The implementation with the battery would be:

void NominalState::step()
{ 
   if (battery KO)
   {
       // reset the tree ?
       tree_.haltTree(); 
       // leave the state
       next_state = GoToChargeState;
   }
   else
   {
       status = update_behavior_tree() ;
       if (status == FAILURE)
       {
          // leave the state
          next_state = GoToFailureState;
       }
       else if (status == SUCCESS)
       {
          // leave the state
          next_state = GoToSuccessState;
       }
       else
       {
          // stay in the same state
       }
   }
}

Have you tried BT with Petri net (GRAFCET aka SFC) instead of HSM ? Running several BT in concurrency ?

Thank you in advance !

EDIT: I realized that FSM libs (boost MSM/boost statecharts/tinyfsm ...) does not offer a tick() method to perform some state activity (activity = long term action). The only action are triggered by transitions. So I cannot call BT::TickOnce(). So finally, it's not so easy to mix BT with FSM. I made a basic FSM with switch case and BT::haltTree(); has to be called.

sea-bass commented 6 months ago

I think you're on the right track here.

In most behavior tree implementations, there are mechanisms to halt a tree (which should, in turn, halt all the active nodes). So for each node that is potentially executing a long-running action -- for example, calling out to a ROS service/action server -- that halt implementation should be responsible for canceling the thing it's waiting for.

Then, in FSM implementations there often are hooks to insert code that can be executed either when a state transition is happening, or at a state-related event (e.g., exiting a state).

The way I might tackle this is for the FSM to have a pointer of the current active Behavior Tree (or possibly, list of BTs if you are executing many concurrently). So whenever you hit some kind of state transition that warrants changing the behavior tree(s), you ensure to halt the tree(s) before switching.

You may also get "lucky" and be in a situation where the simple act of destroying the active behavior tree(s), thereby invoking their nodes' destructors, is enough to halt the tree and clean up... but I wouldn't rely on that myself, and try to explicitly halt the BTs first.

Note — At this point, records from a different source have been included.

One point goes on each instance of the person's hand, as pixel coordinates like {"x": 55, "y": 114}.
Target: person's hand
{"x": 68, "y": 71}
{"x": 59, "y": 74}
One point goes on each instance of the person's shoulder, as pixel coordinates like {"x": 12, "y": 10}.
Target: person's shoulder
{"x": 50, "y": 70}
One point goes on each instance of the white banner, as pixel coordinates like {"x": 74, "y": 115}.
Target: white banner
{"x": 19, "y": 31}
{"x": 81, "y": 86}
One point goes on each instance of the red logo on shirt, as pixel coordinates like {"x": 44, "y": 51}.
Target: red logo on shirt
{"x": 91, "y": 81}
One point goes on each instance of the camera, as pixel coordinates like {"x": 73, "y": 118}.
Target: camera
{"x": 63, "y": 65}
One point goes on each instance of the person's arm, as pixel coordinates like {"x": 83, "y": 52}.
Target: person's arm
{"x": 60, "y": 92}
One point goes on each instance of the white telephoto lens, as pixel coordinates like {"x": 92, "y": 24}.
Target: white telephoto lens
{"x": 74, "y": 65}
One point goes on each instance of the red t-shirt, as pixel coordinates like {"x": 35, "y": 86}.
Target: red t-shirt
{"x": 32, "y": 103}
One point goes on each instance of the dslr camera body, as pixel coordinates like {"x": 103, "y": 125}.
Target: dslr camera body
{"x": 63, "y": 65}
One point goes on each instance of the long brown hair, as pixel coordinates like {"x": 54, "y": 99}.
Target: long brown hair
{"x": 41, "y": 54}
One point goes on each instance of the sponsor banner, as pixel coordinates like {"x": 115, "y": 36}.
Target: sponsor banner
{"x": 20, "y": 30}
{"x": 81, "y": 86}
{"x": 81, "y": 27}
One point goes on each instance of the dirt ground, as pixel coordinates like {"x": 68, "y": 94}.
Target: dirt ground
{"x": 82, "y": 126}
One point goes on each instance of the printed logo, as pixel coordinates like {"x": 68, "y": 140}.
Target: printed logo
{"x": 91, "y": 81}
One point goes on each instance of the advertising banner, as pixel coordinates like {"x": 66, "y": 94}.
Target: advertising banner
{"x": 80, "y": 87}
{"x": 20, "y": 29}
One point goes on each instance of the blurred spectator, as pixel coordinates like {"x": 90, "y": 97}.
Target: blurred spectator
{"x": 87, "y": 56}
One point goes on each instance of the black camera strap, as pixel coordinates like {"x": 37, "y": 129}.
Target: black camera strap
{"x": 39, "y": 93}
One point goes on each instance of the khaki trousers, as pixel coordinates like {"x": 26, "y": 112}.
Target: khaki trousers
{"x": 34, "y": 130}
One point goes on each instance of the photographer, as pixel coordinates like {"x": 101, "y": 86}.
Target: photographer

Regarding the second question

  1. No I have not tried anything related to Petri Nets before. Though in last year's ROSCon (2023) there was a nice talk about this: https://github.com/thorstink/Symmetri
  2. I have also not tried to run multiple BTs concurrently. I would try as hard as possible to have a single BT and rely on Parallel control nodes as much as possible. One exception might be a centralized multi-robot scenario where you can basically guarantee that the multiple BTs currently active won't mess with each others' state.